I assume you have a top joined, planed and scraped clean and with the outside face pretty clean, cut to shape (slightly bigger) but NOT thicknessed yet.

The goal is to cut a slot in the top very slightly wider than the rosette (0,2 to 0,3 mm.) and a little shallower (0,3 to 0,5 mm.). When you glue the rosette in the top, the glue makes it swell a little, leaving no gap whatsoever.
You can cut this slot in many ways, this is just one of them.
You will need a few tools:
 A dial caliper, to precisely check the width and thickness of the rosette and the slot (i assume you know how to operate it).

A dremel router with a good bit, a base for it (like this one) and a circle cutter (like this one):
 
With a bigger router and a sturdier base, you can directly cut the slot; i do prefer to cut the slot first with the circle cutter because otherwise you can sometimes have a somewhat rough cut on endgrain.
Both the router base and the circle cutter i use pivot on a ¼” rod, so first i have to drill a ¼” hole where i want the center of the rosette. This is also when you decide if the 19th fret will be divided or not. I have two marks on my top template for divided and not. In this case i’ll drill it for the full 19th fret.
  
The blade of the circle cutter have to be sharp to be effective; it is very small but great care must be taken to shape it and sharpen it properly.
 
It is VERY important that the bevel on the circle cutter’s blade is towards the INSIDE of the slot, because otherwise the wall of the slot will not be 90 degrees.
   
When the blade is ready, clamp it in the right side, set the depth of cut as the rosette’s thickness and set the circle cutter to the appropriate diameter.
 
Having set the the circle cutter, you can proceed to cut.
 
Here i also lightly scribed the soundhole for reference, although i do not usually do it.
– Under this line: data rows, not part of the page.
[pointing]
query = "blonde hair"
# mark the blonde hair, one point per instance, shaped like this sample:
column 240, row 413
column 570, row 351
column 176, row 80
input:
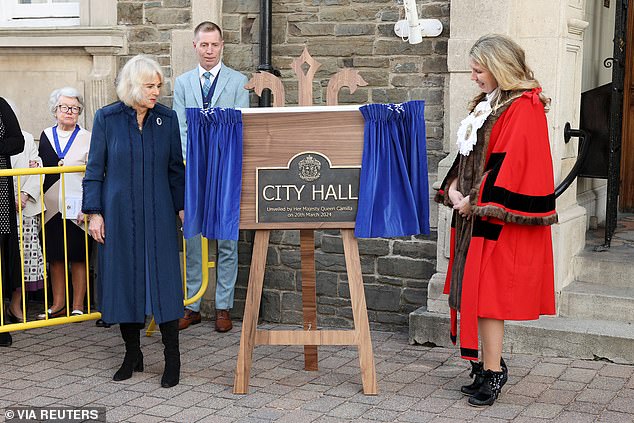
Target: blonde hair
column 137, row 71
column 506, row 61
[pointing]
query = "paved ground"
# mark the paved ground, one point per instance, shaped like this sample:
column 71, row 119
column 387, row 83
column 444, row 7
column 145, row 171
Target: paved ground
column 73, row 366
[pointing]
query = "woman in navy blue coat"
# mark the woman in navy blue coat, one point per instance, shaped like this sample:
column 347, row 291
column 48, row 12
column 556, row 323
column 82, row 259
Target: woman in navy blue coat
column 133, row 190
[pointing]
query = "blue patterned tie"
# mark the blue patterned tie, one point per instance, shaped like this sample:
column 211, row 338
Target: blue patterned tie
column 207, row 84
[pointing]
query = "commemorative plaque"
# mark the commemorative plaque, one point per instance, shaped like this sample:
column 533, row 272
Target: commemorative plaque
column 309, row 189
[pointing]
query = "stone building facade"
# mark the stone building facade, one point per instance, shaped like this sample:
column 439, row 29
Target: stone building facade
column 338, row 34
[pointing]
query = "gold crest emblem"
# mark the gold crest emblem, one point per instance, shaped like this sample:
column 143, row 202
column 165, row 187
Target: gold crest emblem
column 309, row 168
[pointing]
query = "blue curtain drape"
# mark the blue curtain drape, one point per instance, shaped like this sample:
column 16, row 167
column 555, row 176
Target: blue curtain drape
column 393, row 186
column 213, row 173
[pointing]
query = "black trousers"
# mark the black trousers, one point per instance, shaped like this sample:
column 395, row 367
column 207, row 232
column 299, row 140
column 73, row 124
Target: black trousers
column 10, row 261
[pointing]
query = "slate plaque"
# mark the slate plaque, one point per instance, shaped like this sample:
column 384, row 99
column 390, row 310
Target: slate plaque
column 310, row 189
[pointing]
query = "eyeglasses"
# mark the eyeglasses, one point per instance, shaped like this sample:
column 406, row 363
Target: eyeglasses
column 64, row 109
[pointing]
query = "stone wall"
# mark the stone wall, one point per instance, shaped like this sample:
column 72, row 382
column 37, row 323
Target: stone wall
column 338, row 34
column 149, row 26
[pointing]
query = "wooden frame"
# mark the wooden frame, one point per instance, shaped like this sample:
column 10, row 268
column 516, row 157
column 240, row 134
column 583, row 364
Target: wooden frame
column 287, row 133
column 270, row 138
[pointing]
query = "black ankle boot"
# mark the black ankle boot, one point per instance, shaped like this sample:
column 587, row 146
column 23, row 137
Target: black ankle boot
column 490, row 389
column 133, row 359
column 169, row 334
column 477, row 370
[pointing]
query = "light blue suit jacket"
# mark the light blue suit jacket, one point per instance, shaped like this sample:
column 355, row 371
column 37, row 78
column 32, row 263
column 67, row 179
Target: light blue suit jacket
column 229, row 92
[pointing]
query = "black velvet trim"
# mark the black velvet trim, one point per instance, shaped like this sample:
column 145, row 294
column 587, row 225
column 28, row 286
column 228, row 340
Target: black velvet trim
column 469, row 353
column 486, row 229
column 512, row 200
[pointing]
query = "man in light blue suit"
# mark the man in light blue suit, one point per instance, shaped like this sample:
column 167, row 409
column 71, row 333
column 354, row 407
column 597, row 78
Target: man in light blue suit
column 210, row 84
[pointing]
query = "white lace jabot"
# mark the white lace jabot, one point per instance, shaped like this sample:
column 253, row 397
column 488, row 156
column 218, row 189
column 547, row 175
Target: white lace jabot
column 467, row 132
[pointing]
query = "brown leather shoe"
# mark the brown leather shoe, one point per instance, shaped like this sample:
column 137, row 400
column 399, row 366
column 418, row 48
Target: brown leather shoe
column 223, row 321
column 191, row 318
Flipped the blade over for the outside cut, set the right depth and check the diameter.

You can now proceed with the outside cut.

The top now is cut and you only need to clean the inside to an even depth.

To do this, i use a dremel with a base.

Set the depth of cut slightly shallower than the rosette.

And check it where the fingerboard will go, just in case...
 
Now you can rout in a few passes, depending how big your routing bit is.

Reaching the cuts, leave a small amount of wood to remove, and also stay a little shy of the cut.
    
If some wood is left against the cuts, clean it with a knife.
  
The top is now ready for receiving the rosette!